HOLLOMAN AIR FORCE BASE, N.M. --

Innovation isn’t a foreign concept in the Air Force. However, the 49th Maintenance Squadron Munitions Flight is taking the concept to the next level.

Airman Phillip Tashash, a 49th MXS munitions specialist, took it upon himself to create an inventory accountability program to better track the thousands of dollars in Ammo assets.

“I’ve created a shop stock accountability program, also known as ASAP [Automated Supply Accountability Program],” said Tashash. “It essentially is able to track the quantity of assets, as well as the price of those assets. Every bin has a barcode in it, so they’re able to search through a barcode for that asset and it will give them the information they need.”

This program was designed to replace the outdated system.

“With the old system, the quantities can be easily fat-fingered,” said Tashash. “Basic information can be input wrong, and that’s just not what we wanted. The system I created pretty much prevents that – everything is automatic.
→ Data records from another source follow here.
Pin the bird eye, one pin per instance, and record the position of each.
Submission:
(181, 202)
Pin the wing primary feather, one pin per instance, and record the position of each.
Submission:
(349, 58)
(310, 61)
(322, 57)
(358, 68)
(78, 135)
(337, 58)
There is no information that can be edited without prior approval, so we know the information is correct.”

The ASAP took pieces from the old operating system and improved on them -- cutting transaction times from five minutes to 10 seconds.

“This isn’t a program that has been implemented Air Force-wide,” said Tashash. “We are planning on it going to the other shops here in the Ammo community – first to the Conventional Maintenance shop. We are planning on taking this application over there and teaching somebody the basics of this to see how it runs at a different shop. We’re testing the sustainability.”

Nevertheless, Tashash’s success has not been without trial and error.

“In order to create this system I had to take the foundation of what we had before and build upon that,” said Tashash. “This still has what we had before, but we just made the information much easier to grasp. I had to go home and get Excel, and start working on the basics and work on it from scratch. There were a lot of headaches – a lot of frustration in learning how to code it. But, overall, after just two weeks I can’t complain.”

These Airmen are now also testing a new computer tablet that could potentially save hours of input time.

“We are working with these new tablets that just came out,” said Staff Sgt. Joshua Tobin, a 49th MXS munitions storage technician. “Before the tablets, we were using paper copies. We also had to take the [Technical Order] out with us on jobs. A job that would take about an hour would usually require about four or five TO’s. This tablet has everything in one, as well as the Combat Ammunitions System. With this thing we can just scan the barcodes on the assets themselves and it will input the information in real-time.”

This transition has had ups and downs, with outside agencies helping to accomplish the mission.

“Right now we are in the implementation phase,” said Tobin. “We are trying to get everything worked out, as far as some of the little issues. We’ve had a lot of help from [The 49th Communications Squadron] and Air Combat Command. Because of that help, the transition has been a lot easier.”

The success of these programs and the support from his leadership has Tashash encouraging every Airman to be an innovator.

“[Leadership] has come out and expressed their gratitude,” said Tashash. “The recognition should inspire a lot of people on this base, and show them that innovation is really something that’s on their agenda. I want everyone on this base to be an innovator. What’s stopping you from creating something like this for your own shop? I’m sure there’s something in all of our shops that needs improvement and I don’t see why any of us on this base can’t fix it.”